• Michel Cornelis

Biométrie : facilité sans doute, sécurité certainement pas !

Mis à jour : 2 mai 2018

Un court billet pour actualiser le blog qui tourne un peu au ralenti en ce moment.

La biométrie s'invite depuis quelques années dans nos passeports, mais également dans nos objets connectés comme les PC ou téléphones portables. Ainsi, le nouveau Samsung Galaxy S8, lancé cette semaine à grand renfort de marketing, propose-t-il pas moins de trois modes d'accès biométriques différents : la reconnaissance d'empreintes digitales, la reconnaissance faciale ou l'analyse de l'iris.

Je ne remets nullement en question le fait que ces marqueurs permettent d'identifier un individu avec un risque d'erreur proche du zéro absolu. Rien à redire du côté discriminant de ces techniques.

La facilité d'usage dépend essentiellement de la technologie du capteur et des conditions ambiantes (les empreinte digitales avec des mouffles, ça fonctionne moins bien).

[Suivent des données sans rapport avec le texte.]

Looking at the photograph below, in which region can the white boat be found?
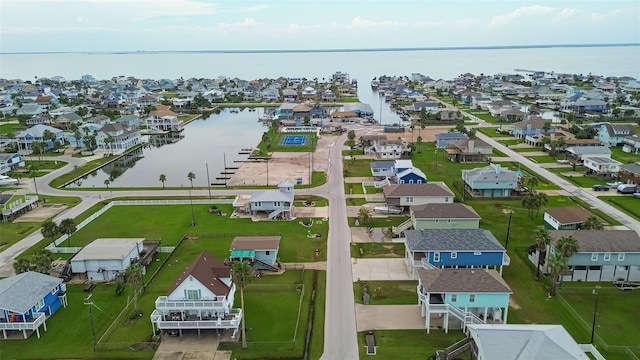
[373,206,402,214]
[0,175,20,186]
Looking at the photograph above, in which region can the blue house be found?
[417,268,512,333]
[229,236,281,271]
[404,229,510,277]
[462,164,519,197]
[0,271,67,339]
[436,133,469,149]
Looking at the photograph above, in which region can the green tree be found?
[124,263,143,315]
[534,228,551,279]
[231,261,253,349]
[187,171,196,189]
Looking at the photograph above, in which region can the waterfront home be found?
[233,181,294,220]
[436,132,469,149]
[0,153,25,175]
[151,251,242,338]
[96,123,141,154]
[15,125,63,150]
[462,164,519,197]
[529,230,640,281]
[404,229,510,277]
[410,203,480,230]
[417,268,512,333]
[229,236,282,271]
[0,271,67,339]
[448,139,493,162]
[70,238,145,281]
[543,206,594,230]
[582,156,622,177]
[145,105,184,131]
[618,162,640,185]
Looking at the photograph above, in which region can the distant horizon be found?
[0,43,640,55]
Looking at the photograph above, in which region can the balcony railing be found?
[156,296,227,310]
[0,313,47,330]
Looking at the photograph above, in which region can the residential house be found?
[0,271,67,339]
[411,203,480,230]
[146,105,184,131]
[462,164,519,197]
[15,125,64,150]
[96,123,141,154]
[229,236,282,271]
[382,182,455,207]
[151,251,242,338]
[458,324,592,360]
[417,268,512,333]
[233,181,294,220]
[70,238,145,281]
[618,162,640,185]
[448,139,493,162]
[529,230,640,281]
[436,132,469,149]
[404,229,510,277]
[0,153,25,175]
[582,156,622,177]
[596,123,636,147]
[543,206,594,230]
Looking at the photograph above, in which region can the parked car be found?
[618,184,637,194]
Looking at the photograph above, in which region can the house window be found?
[184,289,200,300]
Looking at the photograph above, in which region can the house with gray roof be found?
[462,164,520,197]
[0,271,67,339]
[404,229,510,277]
[529,230,640,281]
[417,268,512,333]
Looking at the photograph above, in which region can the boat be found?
[373,206,402,215]
[0,175,20,186]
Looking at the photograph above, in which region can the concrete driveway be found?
[356,304,425,331]
[351,258,412,282]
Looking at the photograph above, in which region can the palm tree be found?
[231,261,253,349]
[534,228,551,279]
[582,216,604,230]
[124,263,142,314]
[358,206,371,224]
[547,252,567,296]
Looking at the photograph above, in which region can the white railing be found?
[0,313,47,330]
[156,296,227,310]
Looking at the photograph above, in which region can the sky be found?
[0,0,640,53]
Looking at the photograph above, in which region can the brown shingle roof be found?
[167,251,231,296]
[231,236,282,250]
[549,230,640,252]
[544,206,593,224]
[418,268,511,294]
[411,203,480,219]
[382,183,453,197]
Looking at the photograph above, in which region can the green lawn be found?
[351,242,405,259]
[353,280,418,305]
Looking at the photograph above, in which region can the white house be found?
[151,251,242,337]
[71,238,145,281]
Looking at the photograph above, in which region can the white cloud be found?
[489,5,553,27]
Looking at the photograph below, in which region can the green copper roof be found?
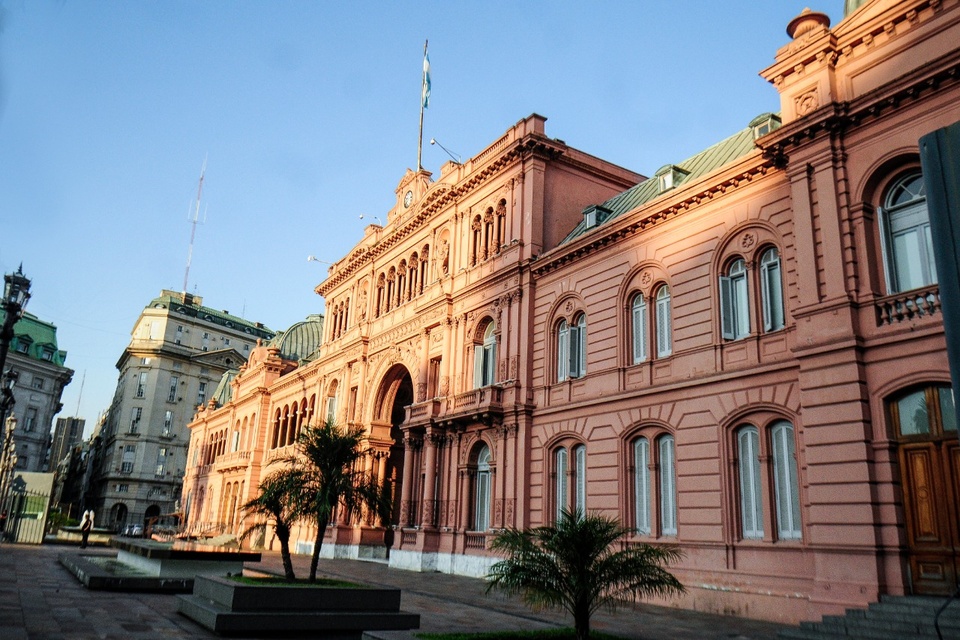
[149,291,276,340]
[0,309,67,367]
[561,119,760,244]
[270,314,323,361]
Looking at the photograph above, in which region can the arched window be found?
[736,420,801,540]
[553,447,568,521]
[737,425,763,539]
[760,247,783,331]
[656,285,673,358]
[720,258,750,340]
[573,444,587,518]
[770,420,800,540]
[633,437,652,536]
[630,293,647,364]
[473,321,497,389]
[473,445,491,531]
[658,436,677,536]
[879,171,937,293]
[557,313,587,382]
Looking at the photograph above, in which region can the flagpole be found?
[417,40,429,171]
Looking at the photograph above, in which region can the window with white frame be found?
[553,447,567,522]
[23,407,37,431]
[879,171,937,293]
[473,445,491,531]
[737,425,763,540]
[573,444,587,518]
[770,420,801,540]
[736,420,801,540]
[473,321,497,389]
[720,258,750,340]
[633,437,653,536]
[154,447,167,478]
[557,313,587,382]
[760,247,783,331]
[657,436,677,536]
[326,394,337,422]
[655,285,673,358]
[630,293,647,364]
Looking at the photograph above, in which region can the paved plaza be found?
[0,544,783,640]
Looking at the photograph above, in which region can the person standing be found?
[80,510,93,549]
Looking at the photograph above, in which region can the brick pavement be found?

Nul doute également que les capteurs s'améliorent rapidement, tant en précision qu'en rapidité.


Le confort d'utilisation est également au rendez-vous : en cumulant le privé et le professionnel, je gère actuellement 278 accès informatiques avec des identifiants et des mots de passe différents et qui obéissent à des règles de sécurité (majuscules, chiffres, caractères spéciaux...) et de renouvellement (fréquence et synchronicité) différentes, accompagnés de 5 digipass que je n'ai pas toujours avec moi au moment où j'en ai besoin.

Il est évidemment tentant de se dire que tout cela peut être remplacé une fois pour toutes par quelque chose que j'ai toujours sur moi et que je ne dois pas retenir, comme mes empreintes, mes yeux ou mon visage.


Toutefois, si l'on réfléchit un peu sur le plan de la sécurité, l'image est nettement moins positive. 

En effet, le capteur biométrique ne fait jamais que convertir vos empreintes, votre iris ou votre visage en un fichier informatique composé de 0 et de 1. Ce fichier est ensuite envoyé à un serveur quelconque (qui peut être interne ou externe à votre appareil), où il est comparé à un autre fichier de référence, exactement comme un mot de passe est comparé au mot de passe stocké dans l'application que vous essayez d'ouvrir.

Dans le cas de l'identification biométrique, la comparaison ne doit pas être parfaite pour ouvrir l'accès. En effet, nous n'avez pas toujours exactement la même tête tous les jours. Disons que la concordance est recherchée sur quelques points clés. Mais ce n'est pas là que se situent les risques principaux. On peut même accepter le fait que le "mot de passe" biométrique ainsi constitué est plus robuste qu'un mot de passe en lettres et en chiffres, aussi compliqué soit-il.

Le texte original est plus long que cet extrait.